You can still do the same as George's new setup.

I have altered my homemade pine hood to allow the pipes in the side and by George,<---- he, he pun, the man is right the CO2 bubbles are going up 2 inches then dispersing at all angles when the current takes them.

Call me a copycat I don't mind.  When you see something and the results show it works then it has to be tried.

Everthing George does at the moment seems to turn to gold so I for one and watching his tanks very closely, he, he.

Andy


----------



## Ed Seeley (31 Dec 2007)

You're not wrong about George's tanks, but I'm going to stick with just the Juwel kit for now.  I have three out of four planted tanks running great with just internal filters and I like them!    My Ehiem can stay on my 40g upstairs!

The only modification I'm thinking of is possibly upping the flow rate, either by swapping the impellor (as this apparently increases the flow without swapping pumps) or by putting a Hydor Koralia pump in the tank as well.  I'm just not sure about seeing the pump sticking to the glass...
To be honest that will depend a lot on the CO2 as I've never used glass diffusers before and am not sure how much current will be needed to get good diffusion.  I was toying with injecting CO2 mist into the juwel filter somehow, but I'll need to have unit in my hands to really figure that out; I do have a few ideas though...

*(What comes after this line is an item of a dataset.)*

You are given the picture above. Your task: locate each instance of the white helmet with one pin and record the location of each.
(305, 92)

I might also switch the bottom two sponges for sintered glass media, like I use in my only external, as I like using this stuff and I'll be able to add mature media from my Ehiem meaning no need to cycle the tank!

And after all the hassle I've had getting this tank and cabinet approved any modifactions that can be seen outside the tank will be pretty much impossible!  This is an 'on display tank'!


----------



## GreenNeedle (31 Dec 2007)

I guess with the Juwel filter being on the back right then if you position your diffusor the same place as George has his then it should be a similar curren.  Is the outflow left and the inflow front of the unit?

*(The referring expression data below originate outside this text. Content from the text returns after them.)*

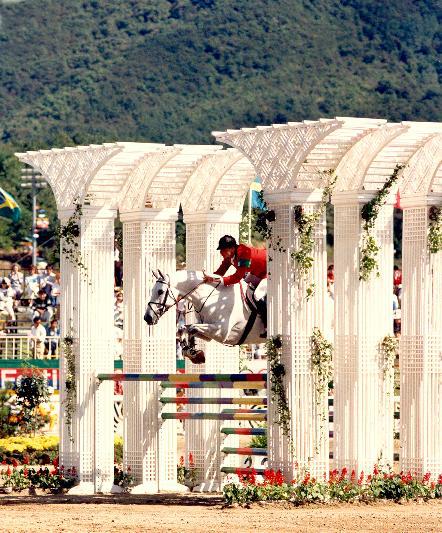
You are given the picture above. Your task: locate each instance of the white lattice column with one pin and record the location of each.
(294, 317)
(363, 391)
(150, 445)
(87, 316)
(421, 343)
(203, 438)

I have to ask cos I've never owned a Juwel, in fact never owned a brand new tank. lol

Andy


----------



## Ed Seeley (31 Dec 2007)

SuperColey1 said:
			
		

> I guess with the Juwel filter being on the back right then if you position your diffusor the same place as George has his then it should be a similar curren.  Is the outflow left and the inflow front of the unit?
> 
> I have to ask cos I've never owned a Juwel, in fact never owned a brand new tank. lol
> 
> Andy



I haven't got a Juwel yet either!!!  Got to go pay tomorrow!    I'm just hoping it arrives before I have to back to work next Monday!  I doubt it though...   

There are outlets near the top and the bottom, I think the top one is on the front and the bottom one is at the side.  The oulet then comes out of the side, near the top and directs the current along the tank.

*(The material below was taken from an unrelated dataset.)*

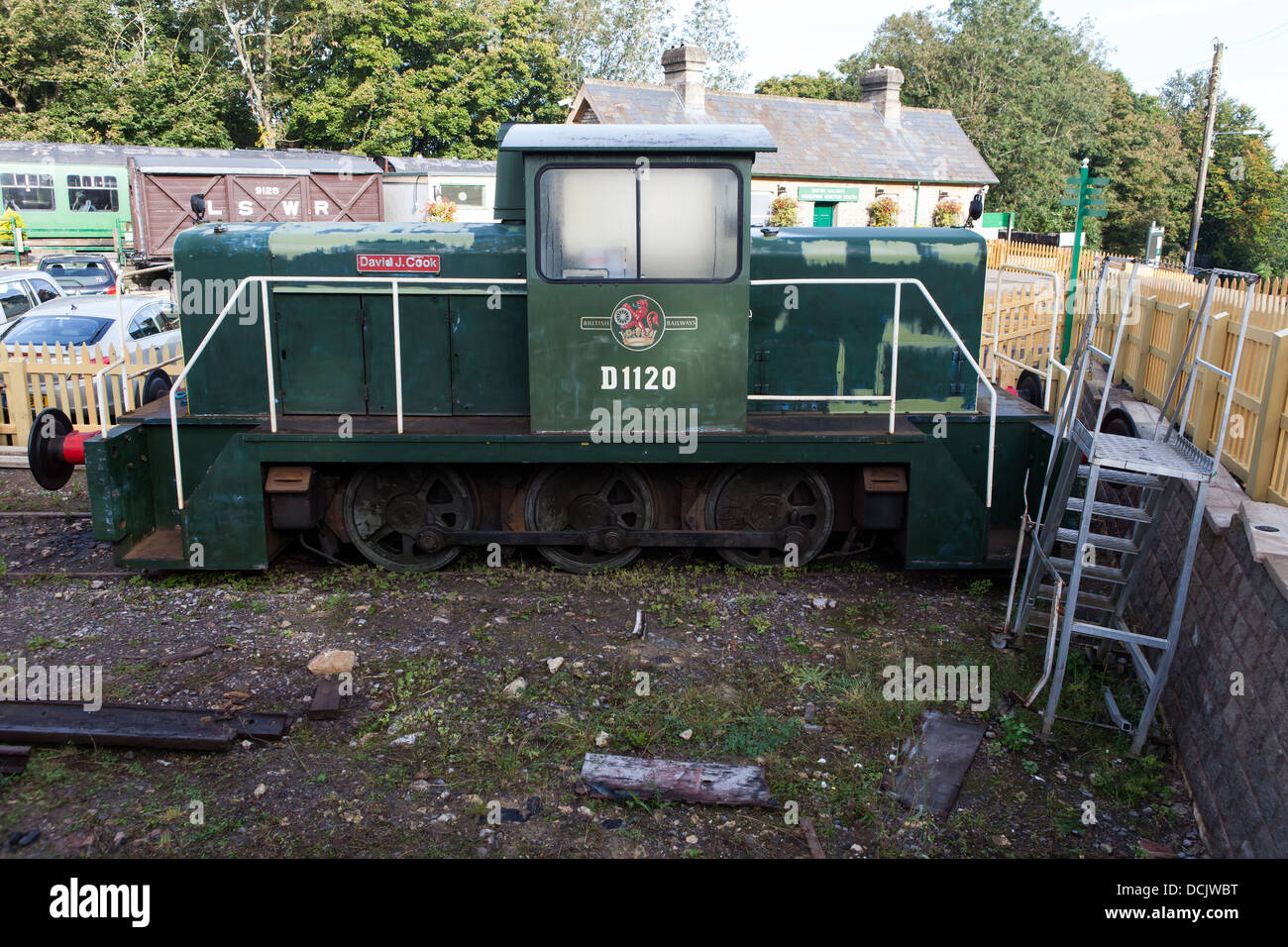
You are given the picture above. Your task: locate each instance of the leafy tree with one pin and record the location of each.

I'm thinking that I might be able to fit a mini diffuser in the upright tube that the pump sits on so the mist would travel up that, into the impellor and then get sprayed around the tank.  Once I've paid for the tank and know when it'll arrive, I'll buy a couple of diffusers, a bigger one that would work in the tank and a tiny one and see if I can get it to work!


----------



## Lisa_Perry75 (7 Jan 2008)

I know you decided not to use the lights from AE, but they are 10% off at the moment if anyone else wants them...


----------